The goal of diabetes treatment in dogs is to get the excessive blood glucose levels back under control. If a dog has the most common form, type 1 diabetes, various therapeutic measures are used:
– Insulin for dogs: The missing insulin can be replaced by porcine insulin. It is identical to canine insulin. The insulin is injected into the dog, z. B. with an insulin pen. How much and how often a dog gets insulin is adjusted individually by the veterinarian. It is particularly important that the correct dose for the dog is precisely observed and that the insulin is administered correctly. Therefore, the veterinarian will carefully instruct the dog's owner beforehand. – Diet for diabetes: A diabetic dog should have a healthy body weight. It is important that he gets a regular fixed food ration every 12 hours and at the same time his insulin dose. – Exercise: Regular physical activity is important for every dog, especially for diabetic dogs. This is because the muscles can absorb and utilize the insulin better, and at the same time the blood sugar level is lowered more effectively. Sudden and particularly strenuous services should be avoided, however, because otherwise again a too low blood sugar level threatens.

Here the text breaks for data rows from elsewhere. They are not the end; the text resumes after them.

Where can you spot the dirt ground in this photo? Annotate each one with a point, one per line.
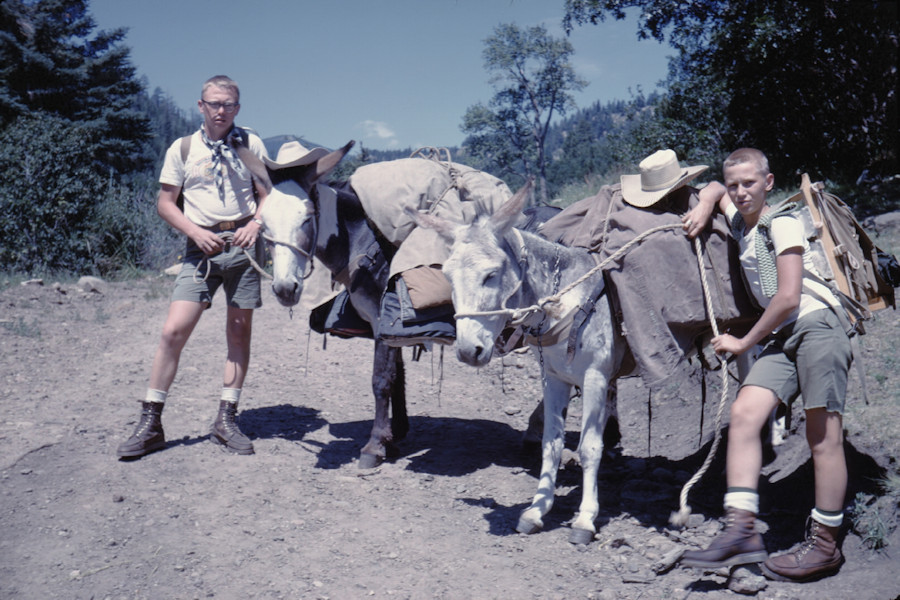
(299, 520)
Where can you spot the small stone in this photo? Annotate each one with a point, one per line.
(747, 580)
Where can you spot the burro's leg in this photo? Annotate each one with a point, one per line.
(556, 396)
(384, 378)
(599, 404)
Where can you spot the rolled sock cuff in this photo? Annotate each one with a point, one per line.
(828, 518)
(743, 500)
(156, 396)
(231, 394)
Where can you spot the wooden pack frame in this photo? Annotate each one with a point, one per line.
(845, 256)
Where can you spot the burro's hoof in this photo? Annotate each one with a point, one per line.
(581, 536)
(369, 461)
(527, 527)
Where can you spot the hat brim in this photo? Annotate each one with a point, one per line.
(307, 159)
(636, 196)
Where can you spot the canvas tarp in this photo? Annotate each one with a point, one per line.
(656, 288)
(455, 192)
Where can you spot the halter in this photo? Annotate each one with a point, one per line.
(514, 316)
(308, 254)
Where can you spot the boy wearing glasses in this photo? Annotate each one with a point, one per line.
(222, 203)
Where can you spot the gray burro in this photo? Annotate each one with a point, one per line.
(738, 544)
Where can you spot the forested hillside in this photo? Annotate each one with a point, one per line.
(812, 84)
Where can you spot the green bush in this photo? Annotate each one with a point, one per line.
(48, 194)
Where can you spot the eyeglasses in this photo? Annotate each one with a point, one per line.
(229, 107)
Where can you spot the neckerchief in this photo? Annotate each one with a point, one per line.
(224, 148)
(765, 249)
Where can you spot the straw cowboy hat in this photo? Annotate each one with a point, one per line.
(294, 154)
(660, 174)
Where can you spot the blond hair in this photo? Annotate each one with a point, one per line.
(224, 82)
(747, 155)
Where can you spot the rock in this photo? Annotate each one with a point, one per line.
(665, 564)
(747, 580)
(92, 284)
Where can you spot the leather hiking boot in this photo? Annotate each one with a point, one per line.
(738, 544)
(816, 557)
(148, 436)
(225, 432)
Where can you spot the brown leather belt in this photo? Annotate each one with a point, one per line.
(227, 225)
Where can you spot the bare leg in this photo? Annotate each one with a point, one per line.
(824, 432)
(237, 334)
(183, 316)
(749, 413)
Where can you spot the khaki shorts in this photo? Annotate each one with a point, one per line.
(230, 269)
(811, 358)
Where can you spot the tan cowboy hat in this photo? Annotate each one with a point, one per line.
(660, 174)
(294, 154)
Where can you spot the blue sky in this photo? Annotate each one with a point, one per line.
(388, 73)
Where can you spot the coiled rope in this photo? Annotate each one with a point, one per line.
(227, 237)
(680, 518)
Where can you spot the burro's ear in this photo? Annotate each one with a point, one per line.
(446, 229)
(325, 165)
(507, 214)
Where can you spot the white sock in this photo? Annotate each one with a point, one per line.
(831, 520)
(156, 396)
(743, 500)
(231, 394)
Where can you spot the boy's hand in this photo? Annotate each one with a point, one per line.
(207, 241)
(696, 219)
(246, 236)
(726, 343)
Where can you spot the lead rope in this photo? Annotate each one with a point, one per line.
(680, 518)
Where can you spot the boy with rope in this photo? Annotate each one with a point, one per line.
(806, 349)
(221, 222)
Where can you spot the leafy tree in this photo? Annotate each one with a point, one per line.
(813, 84)
(54, 63)
(533, 79)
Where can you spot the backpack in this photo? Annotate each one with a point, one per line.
(250, 160)
(859, 274)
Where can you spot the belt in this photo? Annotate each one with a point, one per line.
(227, 225)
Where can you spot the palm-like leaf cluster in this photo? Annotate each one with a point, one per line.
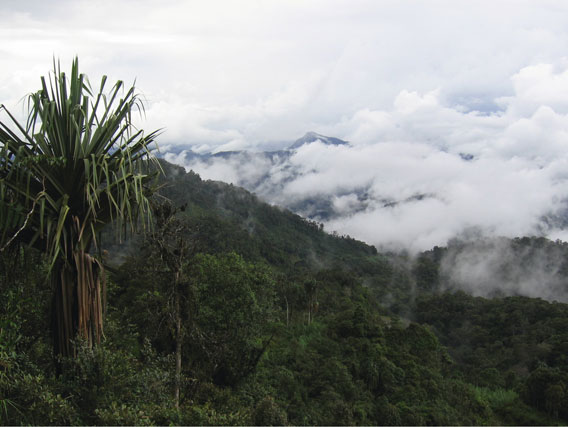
(76, 165)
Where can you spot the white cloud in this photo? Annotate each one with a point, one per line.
(428, 172)
(413, 86)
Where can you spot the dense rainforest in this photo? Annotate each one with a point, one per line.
(232, 311)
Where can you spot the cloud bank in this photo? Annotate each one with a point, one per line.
(423, 171)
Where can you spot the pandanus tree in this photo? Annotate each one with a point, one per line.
(77, 164)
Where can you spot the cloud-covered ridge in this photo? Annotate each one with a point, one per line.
(424, 171)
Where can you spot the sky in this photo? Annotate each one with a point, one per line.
(412, 85)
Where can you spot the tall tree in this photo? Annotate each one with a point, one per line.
(77, 164)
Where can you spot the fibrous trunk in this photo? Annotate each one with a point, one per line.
(79, 299)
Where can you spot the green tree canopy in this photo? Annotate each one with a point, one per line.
(76, 165)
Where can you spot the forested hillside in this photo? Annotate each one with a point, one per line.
(232, 311)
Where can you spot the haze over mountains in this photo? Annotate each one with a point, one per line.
(397, 195)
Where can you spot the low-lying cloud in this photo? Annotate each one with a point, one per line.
(423, 172)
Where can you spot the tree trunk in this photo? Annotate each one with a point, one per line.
(178, 341)
(78, 301)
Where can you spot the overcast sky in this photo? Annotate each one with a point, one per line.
(411, 84)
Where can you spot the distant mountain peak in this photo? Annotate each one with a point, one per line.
(310, 137)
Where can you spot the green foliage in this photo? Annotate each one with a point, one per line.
(310, 330)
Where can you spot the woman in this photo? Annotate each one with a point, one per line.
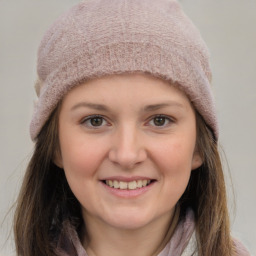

Good is exercise according to the motto: "Regular and moderate".
What is the life expectancy of a dog with diabetes?
If a dog with diabetes mellitus is treated appropriately at an early stage, its life expectancy can be similar to that of a healthy dog. In order to achieve this goal, it is particularly important that the vet and the dog owner consult each other well. How it can z. B. be that a diabetic dog is well adjusted for a long time and then suddenly needs a different insulin dose. Therefore, it is good for owners to always tell their veterinarian directly if the dog has gained or lost significant weight or appears ill.
A dog with diabetes mellitus also has a higher risk of concomitant diseases, for example, clouding of the lens of the eye (cataracts) or changes in the retina of the eye. Therefore, it is advisable to schedule regular check-ups with a veterinarian with a dog suffering from diabetes.